Well bound books merit attention. We live in perhaps the lowest historical watermark of book publishing standards and anytime a publisher wishes to challenge the status quo, I am interested. Schuyler is such a publisher. Its line of bibles is among the top tier available and their work with Jongbloed has produced exquisite editions of the Bible, reminding me more often than not of the former standards we saw for breviaries in the 20th century.
The scheduled Canterbury KJV is shaping up to a major release for the company. The hype and buzz surrounding it (due in great part to Schuyler's sharp social media presence) is uncanny. Of course, with the building excitement comes raised expectations - this is Schuyler's moment in the sun (in the premium bible world) and it is theirs to lose.
I have been fairly active any time Schuyler solicited feedback on formatting options for this edition. Not to toot my own horn, but I think I played no small part in raising the case for Schuyler to pursue red ornate drop caps for this edition in stead of settling with an underwhelming black and white print. True, it still isn't quite in the manner I imagined (and I think Mame could do a better job) but nevertheless Schuyler takes feedback seriously.
Via the EvangelicalBible's (Schuyler's distribution arm) facebook page, we learn that the publisher is toying with the idea of the a leather over board with marbled end papers (not actual examples, but for reference only, but presumably of similar styling):
Let me state without any ambiguity, I believe in the old world standard when it comes to publishing, particularly as pertains to binding. This is part of the appeal (and building momentum) of Crossway's upcoming six volume Reader's Bible. There is nothing quite like a book that has presence, a sturdy, thick, leather over board volume that intends to last, to run the marathon on many a book shelf or divinity library stack with the finest volumes of the last few centuries. Where such a job can be done, it ought to be done, with one caveat: it needs to be scalable.
To produce a fine leather over board volume, publishers have to be realistic with technologies and techniques, and materials available. Recognizing that not everything done in previous decades or centuries can be reproduced to the same standard in the contemporary era - without, of course, coming off as a "cheap" simulation, a failed attempt at leaving the impression of antiquity.
I've seen contemporary examples of "antique style" binding and marbled end-papers, and they come off as cheap simulations in age drowning in the inauthentic.

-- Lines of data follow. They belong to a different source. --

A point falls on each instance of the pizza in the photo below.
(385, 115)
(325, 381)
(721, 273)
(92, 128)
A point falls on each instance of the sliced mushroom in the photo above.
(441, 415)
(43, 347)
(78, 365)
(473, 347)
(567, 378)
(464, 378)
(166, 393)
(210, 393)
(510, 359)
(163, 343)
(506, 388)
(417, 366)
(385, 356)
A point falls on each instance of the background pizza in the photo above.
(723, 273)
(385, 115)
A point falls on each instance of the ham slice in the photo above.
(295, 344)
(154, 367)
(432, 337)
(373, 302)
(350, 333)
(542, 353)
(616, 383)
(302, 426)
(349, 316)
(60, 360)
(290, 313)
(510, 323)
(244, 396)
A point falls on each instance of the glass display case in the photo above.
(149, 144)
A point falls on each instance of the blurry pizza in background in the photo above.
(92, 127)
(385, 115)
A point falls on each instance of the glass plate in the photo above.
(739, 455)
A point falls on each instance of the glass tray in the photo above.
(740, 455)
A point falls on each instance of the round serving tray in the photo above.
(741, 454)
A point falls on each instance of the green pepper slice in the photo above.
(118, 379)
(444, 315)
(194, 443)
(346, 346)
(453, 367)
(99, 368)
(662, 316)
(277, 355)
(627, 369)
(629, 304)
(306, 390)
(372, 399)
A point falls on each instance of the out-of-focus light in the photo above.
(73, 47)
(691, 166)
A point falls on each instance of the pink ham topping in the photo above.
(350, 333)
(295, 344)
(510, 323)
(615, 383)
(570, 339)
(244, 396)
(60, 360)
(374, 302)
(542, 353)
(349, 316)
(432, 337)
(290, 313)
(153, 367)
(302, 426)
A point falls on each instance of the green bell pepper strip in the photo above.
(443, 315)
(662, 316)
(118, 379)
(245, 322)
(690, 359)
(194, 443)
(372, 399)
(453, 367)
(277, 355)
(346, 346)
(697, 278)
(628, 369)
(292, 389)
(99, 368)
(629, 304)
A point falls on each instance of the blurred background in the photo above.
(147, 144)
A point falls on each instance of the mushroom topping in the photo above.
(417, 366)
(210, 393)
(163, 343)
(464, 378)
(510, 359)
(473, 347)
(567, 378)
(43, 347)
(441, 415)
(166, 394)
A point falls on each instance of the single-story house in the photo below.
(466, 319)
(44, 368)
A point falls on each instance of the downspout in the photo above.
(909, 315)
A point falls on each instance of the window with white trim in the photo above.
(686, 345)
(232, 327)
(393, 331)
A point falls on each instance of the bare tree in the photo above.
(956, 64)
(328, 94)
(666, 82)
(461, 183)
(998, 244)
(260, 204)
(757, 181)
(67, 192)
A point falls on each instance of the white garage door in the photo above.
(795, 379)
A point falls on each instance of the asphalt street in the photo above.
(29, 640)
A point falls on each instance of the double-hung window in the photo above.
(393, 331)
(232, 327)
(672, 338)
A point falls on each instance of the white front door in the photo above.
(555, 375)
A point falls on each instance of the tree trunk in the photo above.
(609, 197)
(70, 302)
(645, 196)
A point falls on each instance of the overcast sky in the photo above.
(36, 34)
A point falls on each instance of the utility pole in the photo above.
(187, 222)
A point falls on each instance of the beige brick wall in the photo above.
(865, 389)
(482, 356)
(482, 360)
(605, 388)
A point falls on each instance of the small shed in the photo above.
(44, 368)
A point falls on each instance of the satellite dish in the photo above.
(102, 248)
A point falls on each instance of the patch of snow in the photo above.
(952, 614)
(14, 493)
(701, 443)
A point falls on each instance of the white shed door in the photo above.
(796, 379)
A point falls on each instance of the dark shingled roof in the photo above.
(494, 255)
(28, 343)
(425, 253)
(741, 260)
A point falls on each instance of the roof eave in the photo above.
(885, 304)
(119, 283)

Again, part of the appeal of Crossway's six volume Reader's Bible, is that they have targeted the essential build and aesthetic of the old world design, without trying to replicate a volume that came off an 18th century printing press. This why Crossway will deliver. The proposal floated for the Canterbury risks rendering what should be a watershed volume in the company's portfolio as a failed attempt at effecting the impression of regalia, where it should have fond regalia for the post-modern age (in the physical form of the book).
Schuyler has upped the game on just about every publisher in the premium bible world in the past 3 or so years. It has gone from strength to strength, guided by smart designs and editorial decisions. The initial problem with this proposal (and, at the moment, that is all it is) is that they seem to be falling victim to Baudrillard's notion of simulacra and simulation. We are not in James I's court - any volume designed to look the part entertains both obsolescence and degradation.
We'll see what happens here. I still think Mame, for instance, could have covered all of the bases for this project (LEGO as well). If Schuyler really is going after invoking the old world aesthetic on this one, it is yet more of a mystery to me why a firm like Mame was not at least evaluated.
I suppose we won't have to wait much longer to see the results. Fingers crossed.